Quick bit: President Biden echoed a common claim of Democratic Virginia gubernatorial nominee Terry McAuliffe during an appearance at a McAuliffe campaign event, claiming Republican opponent Glenn Youngkin was seeking to ban certain books
President Biden echoed a common claim of Democratic Virginia gubernatorial nominee Terry McAuliffe during an appearance at a McAuliffe campaign event, claiming Republican opponent Glenn Youngkin was seeking to ban certain books.
“Just look how he’s closing his campaign,” Biden said of Younkin during the event Tuesday. “He’s gone from banning a woman’s right to choose to banning books written by a Pulitzer Prize and Nobel Prize-winning author Toni Morrison.”
Biden’s comments come as debate has raged between the two candidates in recent weeks over what role parents should play in deciding what their kids are taught in school, with Youngkin repeatedly hammering McAuliffe for vetoing a bill that would have required that parents be notified when books containing sexually explicit material are introduced to their children.
Toni Morrison’s famous work “Beloved,” which describes scenes of sexual violence and gang rapes, has been placed firmly in at the center of the controversy, causing a parent whose son was assigned the book to successfully lobby Virginia’s GOP controlled legislature in 2016 and 2017 to pass the legislation McAuliffe would eventually veto.
McAuliffe has claimed that the bill would allow parents to ban certain books and accused Youngkin of supporting similar bans, a claim repeated by the president in his remarks Tuesday.
But that claim was also the subject of a Washington Post fact-check following the candidates’ second debate, with author Glenn Kessler concluding that McAuliffe “mischaracterized the bills he vetoed.”

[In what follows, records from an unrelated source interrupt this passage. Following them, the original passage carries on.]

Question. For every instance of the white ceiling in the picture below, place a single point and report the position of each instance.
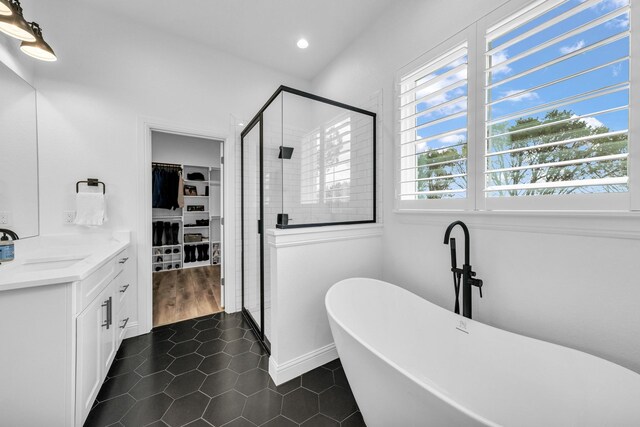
(264, 31)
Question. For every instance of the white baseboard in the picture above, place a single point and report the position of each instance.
(281, 373)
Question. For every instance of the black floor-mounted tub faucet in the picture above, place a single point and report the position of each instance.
(465, 273)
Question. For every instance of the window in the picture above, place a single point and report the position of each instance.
(337, 161)
(557, 100)
(553, 101)
(329, 150)
(433, 128)
(310, 169)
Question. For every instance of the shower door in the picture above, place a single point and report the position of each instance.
(252, 236)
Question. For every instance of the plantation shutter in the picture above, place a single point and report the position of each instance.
(433, 128)
(557, 100)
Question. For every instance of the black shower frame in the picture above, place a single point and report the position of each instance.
(258, 117)
(257, 120)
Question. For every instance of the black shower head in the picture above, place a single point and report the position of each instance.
(285, 152)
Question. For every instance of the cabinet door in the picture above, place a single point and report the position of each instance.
(109, 334)
(89, 372)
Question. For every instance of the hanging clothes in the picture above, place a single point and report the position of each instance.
(166, 186)
(181, 191)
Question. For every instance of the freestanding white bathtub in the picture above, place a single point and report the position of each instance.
(413, 363)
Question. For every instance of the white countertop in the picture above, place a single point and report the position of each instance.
(48, 260)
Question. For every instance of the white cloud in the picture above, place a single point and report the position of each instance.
(592, 122)
(524, 96)
(451, 139)
(572, 48)
(498, 58)
(622, 22)
(614, 3)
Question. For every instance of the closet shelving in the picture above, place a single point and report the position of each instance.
(208, 195)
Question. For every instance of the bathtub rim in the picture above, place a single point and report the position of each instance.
(404, 372)
(430, 388)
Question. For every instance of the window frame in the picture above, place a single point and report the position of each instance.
(475, 37)
(465, 36)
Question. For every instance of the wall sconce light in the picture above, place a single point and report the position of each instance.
(38, 49)
(5, 8)
(15, 25)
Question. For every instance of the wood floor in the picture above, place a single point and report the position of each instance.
(185, 293)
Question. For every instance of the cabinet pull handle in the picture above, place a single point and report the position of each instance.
(110, 312)
(124, 325)
(106, 322)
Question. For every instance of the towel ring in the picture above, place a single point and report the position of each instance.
(91, 182)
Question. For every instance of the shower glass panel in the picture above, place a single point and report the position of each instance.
(251, 233)
(307, 161)
(329, 178)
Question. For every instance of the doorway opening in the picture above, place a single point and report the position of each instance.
(187, 227)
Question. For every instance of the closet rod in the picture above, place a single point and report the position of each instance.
(167, 165)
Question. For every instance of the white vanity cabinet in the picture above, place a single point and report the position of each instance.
(59, 341)
(100, 328)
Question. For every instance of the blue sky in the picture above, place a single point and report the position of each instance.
(522, 98)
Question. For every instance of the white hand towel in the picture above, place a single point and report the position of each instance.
(91, 209)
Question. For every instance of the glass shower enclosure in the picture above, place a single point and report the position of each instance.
(307, 161)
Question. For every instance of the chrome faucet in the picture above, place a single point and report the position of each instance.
(11, 234)
(466, 273)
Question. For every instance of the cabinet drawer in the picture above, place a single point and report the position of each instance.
(124, 316)
(91, 287)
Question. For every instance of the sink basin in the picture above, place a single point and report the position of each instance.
(51, 263)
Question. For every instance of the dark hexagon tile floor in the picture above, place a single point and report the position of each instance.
(211, 371)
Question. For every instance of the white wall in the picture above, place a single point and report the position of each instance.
(110, 76)
(305, 263)
(565, 279)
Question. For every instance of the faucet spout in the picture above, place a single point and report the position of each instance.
(464, 274)
(11, 234)
(466, 237)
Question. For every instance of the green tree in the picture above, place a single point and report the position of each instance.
(537, 141)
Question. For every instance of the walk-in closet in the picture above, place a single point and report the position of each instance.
(187, 227)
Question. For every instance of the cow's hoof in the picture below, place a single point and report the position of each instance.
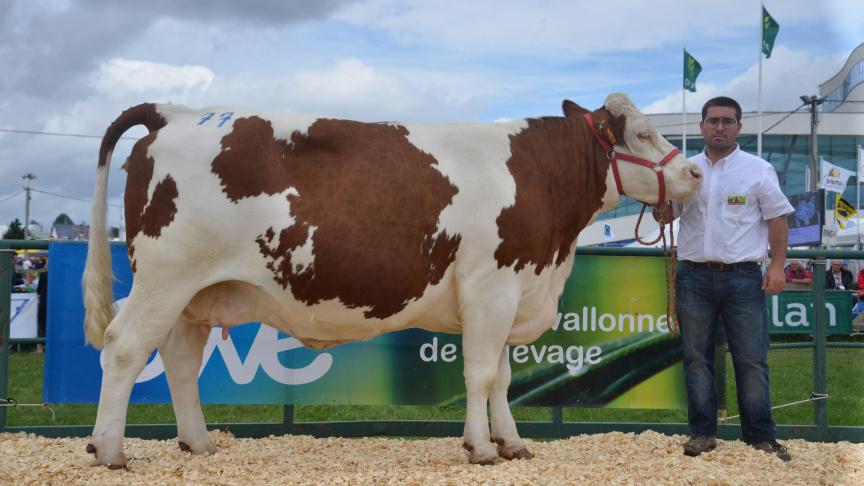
(485, 456)
(207, 448)
(113, 461)
(519, 452)
(482, 461)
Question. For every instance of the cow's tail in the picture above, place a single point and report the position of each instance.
(98, 278)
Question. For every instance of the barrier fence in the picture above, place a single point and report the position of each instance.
(819, 430)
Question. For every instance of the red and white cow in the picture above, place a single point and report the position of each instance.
(336, 230)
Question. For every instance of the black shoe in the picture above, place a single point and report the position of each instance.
(699, 444)
(773, 447)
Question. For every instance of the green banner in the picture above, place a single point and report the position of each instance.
(692, 68)
(791, 312)
(770, 28)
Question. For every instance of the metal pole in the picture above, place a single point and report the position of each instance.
(5, 306)
(813, 101)
(28, 177)
(820, 372)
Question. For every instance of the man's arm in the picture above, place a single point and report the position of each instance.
(778, 238)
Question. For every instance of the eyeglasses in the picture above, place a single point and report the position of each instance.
(727, 122)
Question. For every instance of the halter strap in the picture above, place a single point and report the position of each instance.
(657, 167)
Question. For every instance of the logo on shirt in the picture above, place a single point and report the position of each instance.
(736, 200)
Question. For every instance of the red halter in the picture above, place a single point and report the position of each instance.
(615, 157)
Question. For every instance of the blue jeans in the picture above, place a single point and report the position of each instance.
(735, 300)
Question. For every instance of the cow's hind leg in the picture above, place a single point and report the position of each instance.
(182, 353)
(485, 332)
(504, 433)
(143, 322)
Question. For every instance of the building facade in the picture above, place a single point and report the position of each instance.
(786, 144)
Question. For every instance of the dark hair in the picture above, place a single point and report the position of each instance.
(722, 101)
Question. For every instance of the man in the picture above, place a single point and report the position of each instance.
(838, 278)
(797, 274)
(723, 240)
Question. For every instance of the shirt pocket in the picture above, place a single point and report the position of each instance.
(738, 206)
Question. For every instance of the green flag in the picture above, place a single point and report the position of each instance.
(692, 68)
(770, 27)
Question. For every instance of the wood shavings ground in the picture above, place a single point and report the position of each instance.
(612, 458)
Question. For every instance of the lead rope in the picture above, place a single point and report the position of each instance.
(670, 258)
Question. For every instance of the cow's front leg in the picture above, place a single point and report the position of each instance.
(504, 433)
(483, 340)
(182, 353)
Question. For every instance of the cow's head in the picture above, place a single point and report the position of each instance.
(622, 126)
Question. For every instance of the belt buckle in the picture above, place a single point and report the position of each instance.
(716, 266)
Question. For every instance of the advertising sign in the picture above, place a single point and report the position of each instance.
(609, 346)
(805, 224)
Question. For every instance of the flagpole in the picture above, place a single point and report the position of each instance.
(858, 196)
(684, 112)
(759, 95)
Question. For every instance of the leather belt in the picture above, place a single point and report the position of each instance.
(724, 267)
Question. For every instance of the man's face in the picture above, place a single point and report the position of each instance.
(719, 128)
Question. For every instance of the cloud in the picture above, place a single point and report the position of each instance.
(785, 76)
(124, 76)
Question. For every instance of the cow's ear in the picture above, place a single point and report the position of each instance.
(573, 109)
(616, 129)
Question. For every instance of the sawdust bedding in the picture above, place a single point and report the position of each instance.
(612, 458)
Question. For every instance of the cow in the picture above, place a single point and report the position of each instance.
(335, 230)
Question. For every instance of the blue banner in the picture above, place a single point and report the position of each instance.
(600, 352)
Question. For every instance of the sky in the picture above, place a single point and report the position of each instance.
(68, 68)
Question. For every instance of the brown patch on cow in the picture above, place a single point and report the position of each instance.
(144, 214)
(560, 175)
(162, 208)
(368, 199)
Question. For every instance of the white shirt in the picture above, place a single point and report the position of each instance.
(726, 221)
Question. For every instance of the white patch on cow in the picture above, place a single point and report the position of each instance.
(303, 258)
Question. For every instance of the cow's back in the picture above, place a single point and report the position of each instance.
(338, 221)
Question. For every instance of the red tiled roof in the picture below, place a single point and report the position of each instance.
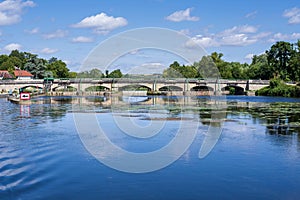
(5, 74)
(22, 73)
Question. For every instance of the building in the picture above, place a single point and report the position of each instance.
(4, 74)
(23, 75)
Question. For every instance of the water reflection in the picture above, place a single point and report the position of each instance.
(278, 117)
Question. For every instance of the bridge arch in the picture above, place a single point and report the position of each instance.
(31, 88)
(64, 88)
(134, 88)
(202, 88)
(233, 89)
(170, 88)
(96, 88)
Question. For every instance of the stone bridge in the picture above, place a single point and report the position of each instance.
(173, 86)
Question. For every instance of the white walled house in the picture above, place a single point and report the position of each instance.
(23, 75)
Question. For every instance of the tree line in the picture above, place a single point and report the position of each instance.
(281, 61)
(38, 67)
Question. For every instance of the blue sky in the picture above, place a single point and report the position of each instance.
(69, 30)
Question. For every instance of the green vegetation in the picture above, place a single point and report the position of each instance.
(38, 67)
(279, 88)
(281, 61)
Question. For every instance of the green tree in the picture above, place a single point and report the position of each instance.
(3, 58)
(20, 56)
(115, 74)
(73, 75)
(279, 59)
(295, 63)
(36, 66)
(59, 69)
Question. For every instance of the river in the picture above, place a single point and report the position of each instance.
(43, 155)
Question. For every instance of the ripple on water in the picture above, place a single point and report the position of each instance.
(25, 170)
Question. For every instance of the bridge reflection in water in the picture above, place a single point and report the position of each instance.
(170, 86)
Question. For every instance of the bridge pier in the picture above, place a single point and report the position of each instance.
(175, 86)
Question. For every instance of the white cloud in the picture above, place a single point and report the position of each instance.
(203, 41)
(237, 40)
(251, 15)
(281, 36)
(101, 23)
(249, 56)
(182, 15)
(82, 39)
(57, 34)
(12, 46)
(33, 31)
(48, 51)
(240, 29)
(235, 36)
(11, 11)
(293, 15)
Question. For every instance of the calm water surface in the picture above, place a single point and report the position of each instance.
(256, 157)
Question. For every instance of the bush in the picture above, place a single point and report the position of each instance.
(279, 88)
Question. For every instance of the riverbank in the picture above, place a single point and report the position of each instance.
(278, 88)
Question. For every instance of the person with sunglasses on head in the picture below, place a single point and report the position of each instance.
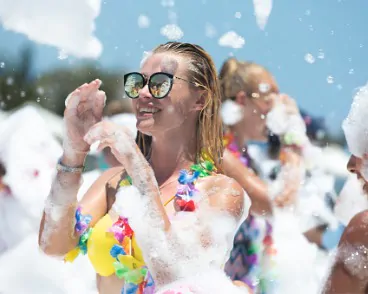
(249, 92)
(166, 217)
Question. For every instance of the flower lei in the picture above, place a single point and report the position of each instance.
(139, 279)
(252, 231)
(84, 231)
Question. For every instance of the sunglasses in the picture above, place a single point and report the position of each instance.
(159, 84)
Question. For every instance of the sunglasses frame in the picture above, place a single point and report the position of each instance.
(146, 81)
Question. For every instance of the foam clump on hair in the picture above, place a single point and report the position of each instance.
(355, 125)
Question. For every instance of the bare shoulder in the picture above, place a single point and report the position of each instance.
(356, 232)
(225, 193)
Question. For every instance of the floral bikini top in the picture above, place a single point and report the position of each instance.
(111, 246)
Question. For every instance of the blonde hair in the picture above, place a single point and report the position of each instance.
(236, 76)
(202, 72)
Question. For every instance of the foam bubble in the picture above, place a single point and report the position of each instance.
(231, 39)
(355, 125)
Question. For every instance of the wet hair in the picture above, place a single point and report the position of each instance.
(2, 170)
(236, 76)
(202, 72)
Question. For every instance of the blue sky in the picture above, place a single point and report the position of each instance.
(295, 28)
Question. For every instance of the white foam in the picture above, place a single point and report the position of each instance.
(231, 39)
(355, 125)
(172, 32)
(143, 21)
(262, 11)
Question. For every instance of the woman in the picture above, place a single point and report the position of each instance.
(179, 128)
(249, 92)
(350, 270)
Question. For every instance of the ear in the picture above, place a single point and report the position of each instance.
(241, 98)
(200, 102)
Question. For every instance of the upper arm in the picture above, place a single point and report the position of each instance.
(350, 270)
(94, 201)
(228, 196)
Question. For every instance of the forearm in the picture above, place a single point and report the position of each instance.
(57, 229)
(144, 180)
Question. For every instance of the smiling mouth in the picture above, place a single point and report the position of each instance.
(147, 111)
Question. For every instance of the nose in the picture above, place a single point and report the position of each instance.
(144, 93)
(353, 164)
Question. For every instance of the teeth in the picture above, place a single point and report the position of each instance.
(146, 109)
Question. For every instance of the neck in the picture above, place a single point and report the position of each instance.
(239, 135)
(172, 151)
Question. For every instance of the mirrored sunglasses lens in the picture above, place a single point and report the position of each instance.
(160, 85)
(132, 85)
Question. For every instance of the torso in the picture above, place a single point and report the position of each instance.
(112, 284)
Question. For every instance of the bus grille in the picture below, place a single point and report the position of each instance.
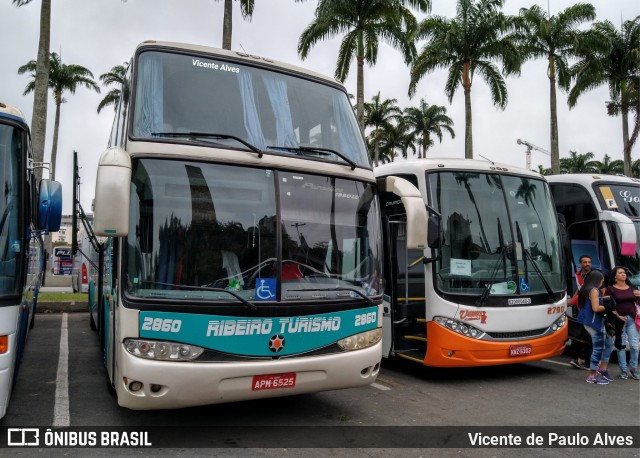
(517, 335)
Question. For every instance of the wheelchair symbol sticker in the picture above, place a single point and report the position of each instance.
(265, 289)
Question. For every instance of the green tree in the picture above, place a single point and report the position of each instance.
(362, 24)
(246, 8)
(116, 76)
(554, 38)
(395, 139)
(608, 167)
(577, 163)
(62, 78)
(467, 45)
(542, 170)
(39, 115)
(426, 121)
(380, 114)
(611, 57)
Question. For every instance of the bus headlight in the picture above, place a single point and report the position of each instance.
(362, 340)
(459, 327)
(559, 323)
(164, 351)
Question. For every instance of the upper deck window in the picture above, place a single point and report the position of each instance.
(11, 208)
(233, 105)
(623, 198)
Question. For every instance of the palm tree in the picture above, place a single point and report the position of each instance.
(362, 24)
(466, 45)
(611, 57)
(608, 167)
(118, 76)
(39, 115)
(246, 8)
(380, 115)
(554, 38)
(577, 163)
(424, 121)
(61, 78)
(395, 139)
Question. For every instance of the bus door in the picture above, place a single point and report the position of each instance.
(406, 294)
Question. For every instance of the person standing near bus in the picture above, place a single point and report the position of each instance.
(592, 317)
(581, 349)
(626, 296)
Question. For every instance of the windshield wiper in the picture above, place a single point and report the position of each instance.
(208, 288)
(353, 290)
(504, 250)
(195, 135)
(533, 263)
(317, 150)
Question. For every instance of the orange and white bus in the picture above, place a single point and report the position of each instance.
(490, 289)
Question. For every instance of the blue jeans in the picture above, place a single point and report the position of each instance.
(602, 346)
(633, 337)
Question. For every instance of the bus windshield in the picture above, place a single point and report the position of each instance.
(500, 234)
(219, 232)
(11, 226)
(208, 101)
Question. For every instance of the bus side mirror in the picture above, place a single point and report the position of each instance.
(111, 203)
(434, 232)
(627, 231)
(49, 206)
(415, 209)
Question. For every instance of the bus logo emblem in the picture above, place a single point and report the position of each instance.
(276, 343)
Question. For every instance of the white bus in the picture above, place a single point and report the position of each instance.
(602, 214)
(24, 215)
(491, 288)
(244, 250)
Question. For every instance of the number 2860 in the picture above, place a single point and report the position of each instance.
(161, 324)
(366, 318)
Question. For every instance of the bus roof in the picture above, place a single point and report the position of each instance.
(587, 179)
(11, 112)
(237, 55)
(447, 163)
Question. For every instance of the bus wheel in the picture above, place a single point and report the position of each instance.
(110, 388)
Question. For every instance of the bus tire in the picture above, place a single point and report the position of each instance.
(110, 388)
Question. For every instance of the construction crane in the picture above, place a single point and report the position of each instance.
(531, 146)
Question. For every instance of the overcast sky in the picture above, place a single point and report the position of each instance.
(99, 34)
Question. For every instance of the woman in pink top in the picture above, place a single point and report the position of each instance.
(626, 297)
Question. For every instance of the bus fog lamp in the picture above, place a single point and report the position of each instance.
(363, 340)
(458, 327)
(159, 350)
(559, 323)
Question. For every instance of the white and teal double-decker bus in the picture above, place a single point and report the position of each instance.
(26, 212)
(244, 238)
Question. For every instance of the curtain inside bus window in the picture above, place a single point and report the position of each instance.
(342, 120)
(251, 118)
(150, 99)
(277, 92)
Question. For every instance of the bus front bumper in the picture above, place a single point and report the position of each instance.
(446, 348)
(168, 385)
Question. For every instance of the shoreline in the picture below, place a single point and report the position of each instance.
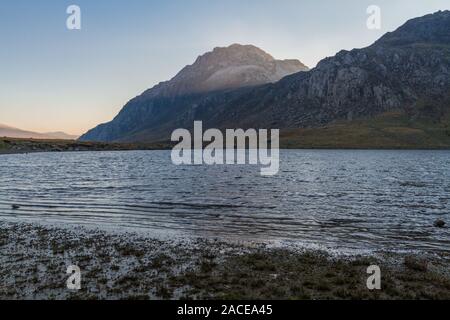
(10, 146)
(34, 259)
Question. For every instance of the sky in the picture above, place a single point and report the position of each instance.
(56, 79)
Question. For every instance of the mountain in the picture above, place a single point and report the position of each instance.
(7, 131)
(405, 75)
(215, 73)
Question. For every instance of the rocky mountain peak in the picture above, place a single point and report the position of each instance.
(432, 28)
(230, 67)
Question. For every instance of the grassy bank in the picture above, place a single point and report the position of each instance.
(16, 145)
(392, 130)
(33, 262)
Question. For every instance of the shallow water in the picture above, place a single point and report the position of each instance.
(343, 200)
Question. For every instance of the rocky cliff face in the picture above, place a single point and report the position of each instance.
(407, 70)
(153, 114)
(232, 67)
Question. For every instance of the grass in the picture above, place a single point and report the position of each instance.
(393, 130)
(19, 145)
(142, 268)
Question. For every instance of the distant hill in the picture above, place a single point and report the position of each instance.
(406, 73)
(7, 131)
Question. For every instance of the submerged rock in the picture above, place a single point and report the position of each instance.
(439, 223)
(416, 264)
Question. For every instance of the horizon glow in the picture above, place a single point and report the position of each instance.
(55, 79)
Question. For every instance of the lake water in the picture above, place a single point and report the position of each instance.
(344, 200)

“Neither bill would have allowed parents to ‘veto books’ or ‘take them off the shelves,’ according to the bills and the veto statements issued by McAuliffe at the time,” Kessler wrote. “In fact, neither had to do with books, but concerned instructional material.”
For its part, the Youngkin campaign has responded to McAuliffe’s attacks by arguing that the GOP candidate is simply seeking to give parents a say in what material their children are exposed to at school.
“The bipartisan bills McAuliffe vetoed would simply have notified parents of sexually explicit reading assignments and given them the choice of having their own child receive an alternative,” Youngkin’s campaign said. “McAuliffe continues to confirm every day that he wants to silence parents because he doesn’t believe they should have a say in their child’s education.”